Shrinks Are People Too: When Life Happens to a Therapist

Shrinks are People Too: When Life Happens to a Therapist

As I write this, 500+ acres in the mountains surrounding my home are aflame. 1000 people have been evacuated, myself included. What a perfect opportunity to discuss the topic of therapeutic objectivity.

One area of psychotherapy that confuses and even upsets clients is its one-sided nature. Clients share their problems, therapists do not. Some clients wonder how therapy can be a real relationship if the information doesn't flow both ways. They may wonder if their therapist has experienced their same problem, or wonder what therapists do to cope with their own life issues. Or, perhaps the one-sided nature of therapy promotes a fantasy that therapists have no problems - that they are immune to the tragedies, misfortunes or bad moods suffered by the rest of the populace. Not true.

Therapists lose loved ones, have bad days and get evacuated from their homes just like everyone else. They cry, get angry, say stupid things and get grumpy. But they don't often bring this into the therapy session for a few reasons:

1. It's your time: Therapy is a place where clients should feel like their issues are the purpose and focus of the hour. Relationships with friends and family are more reciprocal - you help me with my problem and I'll help you with yours. In therapy, the only person you need to take care of is yourself. For many, this is the best part of therapy.

2. It's not the therapist's time: Therapists are compensated through fees and the satisfaction of a job well done, not through a two-way sharing of problems. I believe therapists should have their own therapy, supervision and/or consultation group to make sure they are not imposing their needs or issues onto their clients. These resources help therapists know what their issues are; the ones that could cause them to react out of a selfish need rather than in their client's best interest. And therapists should have their own support through friends or family so they don't find themselves looking to their clients.
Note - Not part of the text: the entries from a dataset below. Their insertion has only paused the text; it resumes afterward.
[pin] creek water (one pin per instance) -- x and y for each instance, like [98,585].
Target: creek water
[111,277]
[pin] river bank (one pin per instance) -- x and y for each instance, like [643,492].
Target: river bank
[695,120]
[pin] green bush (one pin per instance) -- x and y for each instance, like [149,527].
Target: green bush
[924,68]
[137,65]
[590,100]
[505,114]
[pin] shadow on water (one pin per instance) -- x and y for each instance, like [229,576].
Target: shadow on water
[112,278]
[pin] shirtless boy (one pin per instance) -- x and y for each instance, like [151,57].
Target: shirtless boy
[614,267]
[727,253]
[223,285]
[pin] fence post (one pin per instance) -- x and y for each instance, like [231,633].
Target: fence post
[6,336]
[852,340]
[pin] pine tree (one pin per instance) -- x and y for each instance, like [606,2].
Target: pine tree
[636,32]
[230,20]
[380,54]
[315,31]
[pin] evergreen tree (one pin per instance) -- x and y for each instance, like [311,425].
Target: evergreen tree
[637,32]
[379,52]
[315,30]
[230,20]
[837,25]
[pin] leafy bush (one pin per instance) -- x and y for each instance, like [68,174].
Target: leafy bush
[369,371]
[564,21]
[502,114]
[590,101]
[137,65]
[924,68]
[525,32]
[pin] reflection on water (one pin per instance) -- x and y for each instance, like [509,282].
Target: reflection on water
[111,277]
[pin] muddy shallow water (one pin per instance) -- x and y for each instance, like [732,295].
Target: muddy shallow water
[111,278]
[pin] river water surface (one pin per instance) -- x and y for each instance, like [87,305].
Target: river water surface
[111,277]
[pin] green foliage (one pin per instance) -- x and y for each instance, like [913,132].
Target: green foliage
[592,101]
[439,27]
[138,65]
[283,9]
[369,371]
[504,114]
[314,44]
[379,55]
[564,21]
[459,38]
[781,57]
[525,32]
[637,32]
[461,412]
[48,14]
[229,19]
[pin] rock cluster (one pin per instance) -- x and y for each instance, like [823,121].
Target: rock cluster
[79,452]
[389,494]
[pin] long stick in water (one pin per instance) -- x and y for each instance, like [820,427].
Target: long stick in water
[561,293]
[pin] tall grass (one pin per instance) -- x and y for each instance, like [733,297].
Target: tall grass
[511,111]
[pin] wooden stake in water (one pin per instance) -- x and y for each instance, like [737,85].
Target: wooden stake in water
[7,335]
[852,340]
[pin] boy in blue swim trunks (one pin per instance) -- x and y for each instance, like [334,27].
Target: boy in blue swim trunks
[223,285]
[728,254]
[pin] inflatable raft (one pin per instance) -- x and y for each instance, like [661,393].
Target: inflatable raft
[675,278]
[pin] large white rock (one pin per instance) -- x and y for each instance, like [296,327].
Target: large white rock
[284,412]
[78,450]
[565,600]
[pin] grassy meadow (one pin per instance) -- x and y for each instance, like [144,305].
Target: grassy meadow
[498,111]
3. Transference: Freud proposed (and many contemporary therapists maintain) the idea of a blank screen: the fewer personal details of the therapist known by the client, the more the client will project their needs and motives onto her. For example, a client is ambivalent about his girlfriend and the therapist hasn't shared her opinion. The client says "you want me to break up with her, don't you?" Why the client would assume this is rich material to explore.

Therapy is a real relationship, one that is based on care for the client. If our own life circumstances make it too difficult to maintain focus with our clients, we shouldn't come to work. If a client's particular issues push our own buttons in a way that could cause us to lose our objectivity, we should refer them to another therapist who will better serve them.

In my own case, I'm safe and optimistic that the brave firefighters will have this blaze under control soon. If this hardship or any other makes it difficult to do my job, I'll postpone sessions out of respect for my clients and my own needs. Some of my clients know I live in the fire zone, and if asked I'll let them know I appreciate their concern and that I'm safe and sound. And then it's back to our common purpose - helping them gain understanding and control in their life.